O temor quanto à inflação deve-se à eventual negociação de CBios, que terão de ser comprados por distribuidoras e empresas que comercializarem menos biocombustíveis do que as metas que serão definidas para elas. Quando um distribuidor comprar etanol, por exemplo, receberá certificados para redução de emissões. Caso não tenha todos os CBios necessários ao final do período, terá de recorrer a um mercado secundário --as metas de uso de CBios ainda não são conhecidas.

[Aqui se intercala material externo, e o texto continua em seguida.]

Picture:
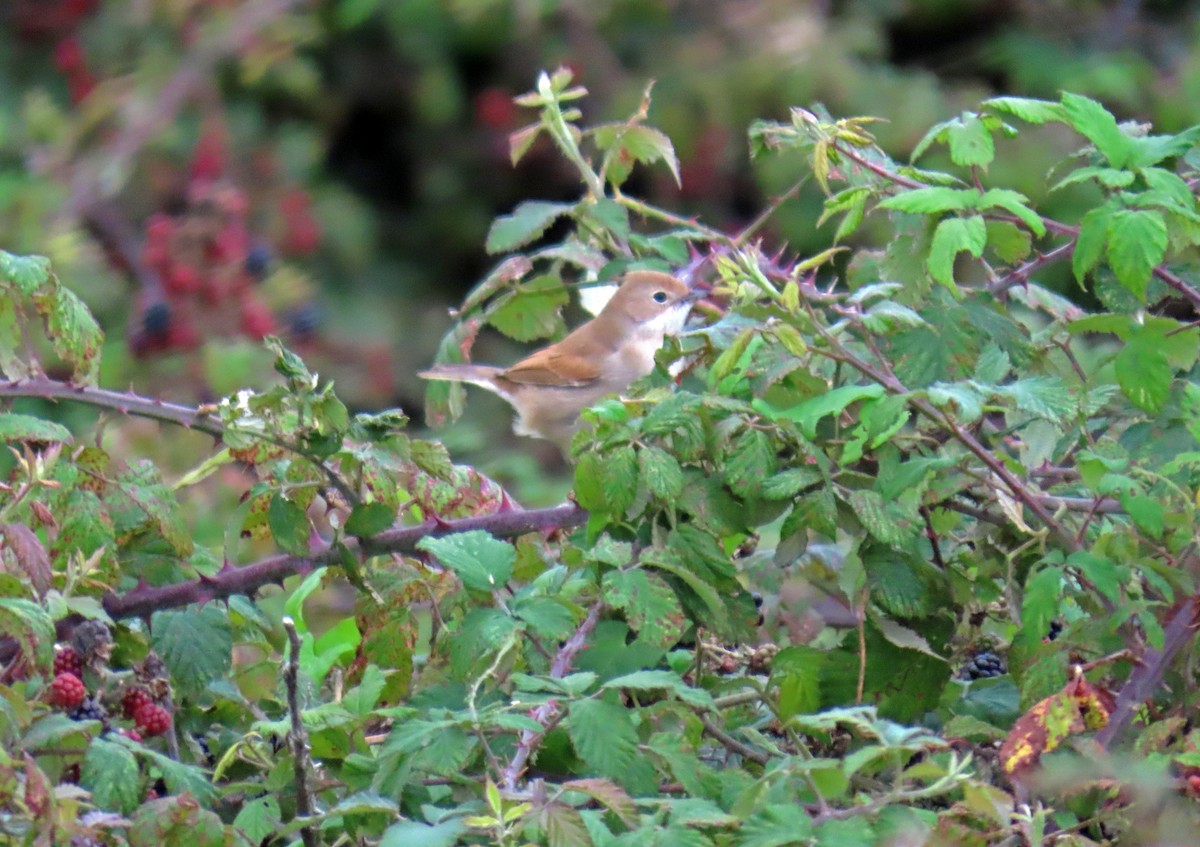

No Ministério de Minas e Energia, a avaliação é de que os CBios teriam um valor inicial de 50,50 reais por tonelada de gás carbônico equivalente, possivelmente na bolsa B3, o que poderia elevar os preços da gasolina nas bombas dos postos de combustíveis em 0,07 real por litro, um impacto relativamente pequeno perto dos benefícios ambientais. São esses possíveis custos com compras de CBios que deixam as distribuidoras receosas quanto ao RenovaBio, enquanto a Petrobras teme perda de mercado da gasolina e do diesel. A oposição da petroleira, por sinal, vem desde a fase de consulta pública do RenovaBio.

OUTRO LADO

Sem expressar uma posição contra o RenovaBio, o Ministério da Fazenda admitiu que potenciais impactos com a inflação têm de ser avaliados, enquanto a Petrobras citou que o programa precisa ser aprimorado, sem indicar um caminho. Por meio de nota, o Ministério da Fazenda disse que, “junto com outras áreas, vem participando de discussões” sobre o projeto e que “todos os impactos de um programa como o RenovaBio devem ser avaliados tecnicamente, inclusive os potenciais impactos sobre os preços dos combustíveis e a inflação”. Já a Petrobras, também em nota, disse que “de forma alguma se posiciona contra o uso de combustíveis renováveis”, mas ponderou que as “propostas atualmente em discussão no âmbito do RenovaBio podem ser aprimoradas para que gerem os melhores incentivos para o equilíbrio do mercado de combustíveis no país”. O Sindicato Nacional das Empresas Distribuidoras de Combustíveis e Lubrificantes (Sindicom) afirmou que “apoia o RenovaBio e tem participado de forma colaborativa de todas as discussões envolvendo o programa”, ao ser também questionado sobre as pressões citadas. “O Sindicom tem a expectativa de que o processo de regulamentação do programa... garanta uma visão equilibrada que considere os efeitos positivos de usar um combustível renovável”, disse em nota. “A discussão consistente... é fundamental para que sejam conhecidos de forma transparente todos os benefícios do programa para sociedade, setor, governo e, principalmente, consumidor.”

APOIO

A União da Indústria de Cana-de-açúcar (Unica), principal associação sucroenergética do país e uma das maiores apoiadoras no RenovaBio, afirmou que “o que falta ao RenovaBio ser lançado é a decisão política que, esperamos, deva estar já muito próxima de acontecer”. “O programa foi plenamente discutido com a sociedade durante mais de um ano. O projeto atual é resultado da construção de um consenso entre agentes da cadeia de produção e consumo de biocombustíveis... Podemos afirmar que ele está totalmente estruturado e pronto para sair”, destacou a entidade. O horizonte do RenovaBio é 2030. A intenção é permitir ao Brasil cumprir suas metas, acertadas na COP 21, de Paris, quanto à redução de 43 por cento das emissões de gases do efeito estufa até aquele ano, tendo por base 2005.